Are you for real?@OP I don't like the use of the word relaxation in terms of piano technique because it creates the kind of misunderstanding that you are demonstrating in your post. Yes, if we relaxed completely we would fall of the chair, but we can still have a completely soft and supple arm while we play. So it's not "okay" to still have some tension in the arm. (Don't misunderstand me, of course it is okay to struggle with relaxation, but the goal is the complete freedom of every joint in the hand, arm, and shoulder).I.e. the goal for your "relaxation" work still has to be that whenever you play any note, any chord, any type of passage, before, during, and after pressing down any key with any finger, your wrist should be so loose that somebody else (or yourself) could grab it and push it in any direction without feeling any resistance or stiffness from your body.I have found over the years that forearm tension either comes from putting pressure on the fingers with the strong muscles higher up in the arm, so you have to tense up the forearm (where the muscles that govern the wrist and fingers are) in order to resist the pressure (else everything would just collapse under the pressure), or from trying to inhibit yourself and "holding up" things. You might for example constantly hold your elbows up instead of letting them hang loosely by your side.

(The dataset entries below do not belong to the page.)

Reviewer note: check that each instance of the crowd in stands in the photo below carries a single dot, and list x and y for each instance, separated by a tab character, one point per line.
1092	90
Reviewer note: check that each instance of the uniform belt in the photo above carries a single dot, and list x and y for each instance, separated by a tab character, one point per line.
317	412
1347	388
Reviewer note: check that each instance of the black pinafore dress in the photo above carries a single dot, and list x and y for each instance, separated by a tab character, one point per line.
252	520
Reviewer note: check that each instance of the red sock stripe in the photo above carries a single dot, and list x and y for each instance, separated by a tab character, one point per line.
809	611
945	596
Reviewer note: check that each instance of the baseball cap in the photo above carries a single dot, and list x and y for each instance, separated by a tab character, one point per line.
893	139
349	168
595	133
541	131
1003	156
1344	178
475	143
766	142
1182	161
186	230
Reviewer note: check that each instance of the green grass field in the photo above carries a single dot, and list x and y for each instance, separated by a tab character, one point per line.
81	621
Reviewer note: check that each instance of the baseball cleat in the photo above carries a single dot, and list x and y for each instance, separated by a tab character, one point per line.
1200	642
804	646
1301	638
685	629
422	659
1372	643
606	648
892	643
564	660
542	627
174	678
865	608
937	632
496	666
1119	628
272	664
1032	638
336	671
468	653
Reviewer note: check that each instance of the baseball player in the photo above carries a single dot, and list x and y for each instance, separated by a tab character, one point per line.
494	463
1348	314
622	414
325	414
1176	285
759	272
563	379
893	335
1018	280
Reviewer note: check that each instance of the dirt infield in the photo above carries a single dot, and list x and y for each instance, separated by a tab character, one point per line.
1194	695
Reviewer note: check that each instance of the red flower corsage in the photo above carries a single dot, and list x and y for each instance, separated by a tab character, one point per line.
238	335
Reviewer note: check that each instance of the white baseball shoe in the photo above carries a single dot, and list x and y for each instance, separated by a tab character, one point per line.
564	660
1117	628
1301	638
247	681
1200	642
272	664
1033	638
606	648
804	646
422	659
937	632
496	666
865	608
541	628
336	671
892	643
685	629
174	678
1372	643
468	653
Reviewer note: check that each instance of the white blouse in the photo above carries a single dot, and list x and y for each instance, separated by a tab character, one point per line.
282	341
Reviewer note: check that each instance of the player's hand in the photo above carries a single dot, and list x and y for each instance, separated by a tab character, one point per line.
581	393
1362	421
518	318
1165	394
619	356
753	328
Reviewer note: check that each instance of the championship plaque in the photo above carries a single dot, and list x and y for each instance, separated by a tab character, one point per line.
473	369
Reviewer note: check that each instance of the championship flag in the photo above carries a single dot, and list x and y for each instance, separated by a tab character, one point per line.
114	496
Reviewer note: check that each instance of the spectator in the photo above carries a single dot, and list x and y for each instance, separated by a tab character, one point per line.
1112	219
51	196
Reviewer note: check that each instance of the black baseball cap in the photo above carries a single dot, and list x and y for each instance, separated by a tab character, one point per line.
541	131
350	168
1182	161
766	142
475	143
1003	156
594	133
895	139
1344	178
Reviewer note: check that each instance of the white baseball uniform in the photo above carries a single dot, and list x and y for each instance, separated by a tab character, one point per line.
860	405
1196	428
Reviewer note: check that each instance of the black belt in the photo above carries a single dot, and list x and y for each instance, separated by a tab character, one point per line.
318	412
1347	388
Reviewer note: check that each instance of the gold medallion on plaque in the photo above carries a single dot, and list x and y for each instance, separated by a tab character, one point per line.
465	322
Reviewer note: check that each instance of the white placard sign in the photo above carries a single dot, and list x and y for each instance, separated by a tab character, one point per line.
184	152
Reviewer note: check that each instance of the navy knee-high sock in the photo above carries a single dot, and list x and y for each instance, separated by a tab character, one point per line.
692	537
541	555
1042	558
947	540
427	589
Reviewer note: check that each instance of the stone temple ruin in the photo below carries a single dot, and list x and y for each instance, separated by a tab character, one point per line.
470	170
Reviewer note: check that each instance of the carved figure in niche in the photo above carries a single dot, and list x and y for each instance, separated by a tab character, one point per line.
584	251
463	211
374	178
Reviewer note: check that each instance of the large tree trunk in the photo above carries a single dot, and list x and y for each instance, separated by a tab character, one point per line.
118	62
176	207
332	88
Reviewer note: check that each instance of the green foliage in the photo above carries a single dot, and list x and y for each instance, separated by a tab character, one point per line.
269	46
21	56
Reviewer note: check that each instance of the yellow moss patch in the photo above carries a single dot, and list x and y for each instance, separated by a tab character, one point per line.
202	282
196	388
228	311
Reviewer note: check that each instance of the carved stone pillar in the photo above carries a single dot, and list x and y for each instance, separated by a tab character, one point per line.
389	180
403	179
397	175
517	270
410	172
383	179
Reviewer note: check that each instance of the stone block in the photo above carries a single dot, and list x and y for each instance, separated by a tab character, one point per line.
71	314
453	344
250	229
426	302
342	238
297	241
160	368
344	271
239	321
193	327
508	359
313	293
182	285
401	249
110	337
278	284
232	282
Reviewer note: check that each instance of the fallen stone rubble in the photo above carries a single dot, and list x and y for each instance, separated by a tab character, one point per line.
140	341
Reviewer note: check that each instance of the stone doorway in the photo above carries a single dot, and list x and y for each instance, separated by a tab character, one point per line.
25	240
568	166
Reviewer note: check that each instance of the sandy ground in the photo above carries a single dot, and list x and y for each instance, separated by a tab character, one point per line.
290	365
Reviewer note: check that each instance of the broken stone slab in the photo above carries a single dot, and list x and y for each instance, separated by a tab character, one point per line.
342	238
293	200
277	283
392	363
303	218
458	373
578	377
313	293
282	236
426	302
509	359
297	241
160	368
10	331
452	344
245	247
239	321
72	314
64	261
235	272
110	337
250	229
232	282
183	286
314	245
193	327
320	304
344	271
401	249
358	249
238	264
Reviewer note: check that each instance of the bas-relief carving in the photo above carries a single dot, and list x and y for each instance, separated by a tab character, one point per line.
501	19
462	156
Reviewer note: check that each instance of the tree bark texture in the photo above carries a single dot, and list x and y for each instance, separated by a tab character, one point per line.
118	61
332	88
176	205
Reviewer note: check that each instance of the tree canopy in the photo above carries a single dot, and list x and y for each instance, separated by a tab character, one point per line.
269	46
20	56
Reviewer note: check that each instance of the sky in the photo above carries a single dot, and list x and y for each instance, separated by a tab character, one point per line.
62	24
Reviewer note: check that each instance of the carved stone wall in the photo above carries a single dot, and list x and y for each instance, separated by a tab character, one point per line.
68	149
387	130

Or you might subtly try to "hold up" your fingers, away from the keyboard, while pressing down the keys, so that you are not firmly holding down the keys in the keybed, but your contact with the instrument is flimsy and insecure. This kind of inactivity in the fingers causes you to use the arm instead to prod down the keys, which creates a similar kind of problem as if you are pressing down on your fingers as described above.Are you able to completely relax your arms and hands, then rest the hands in a natural playing position on the keys, while still keeping finger, wrist, elbow, and shoulder joints relaxed, and then play a key by moving any finger? Feel it as if the movement is originating from the fingertip, and make sure everything else remains loose. Make sure the movement is only with the finger, and that there is no additional pressure from the hand and forearm, or that you are not tensing up and inhibiting the arm from being able to move!
WHY IN THE WORLD WOULD YOU ASSUME THIS IS A MADE UP POST??? If you would have bothered to read the previous posts by the OP, this was a self-taught pianist who now has just gotten a teacher and switched from a digital to an acoustic piano. Of course, he is now learning of problems he didn't know he had!!!!!!!!!!!! Louis, really enough of this nonsense.
... this was a self-taught pianist who now has just gotten a teacher and switched from a digital to an acoustic piano. Of course, he is now learning of problems he didn't know he had!!!!!!!!!!!!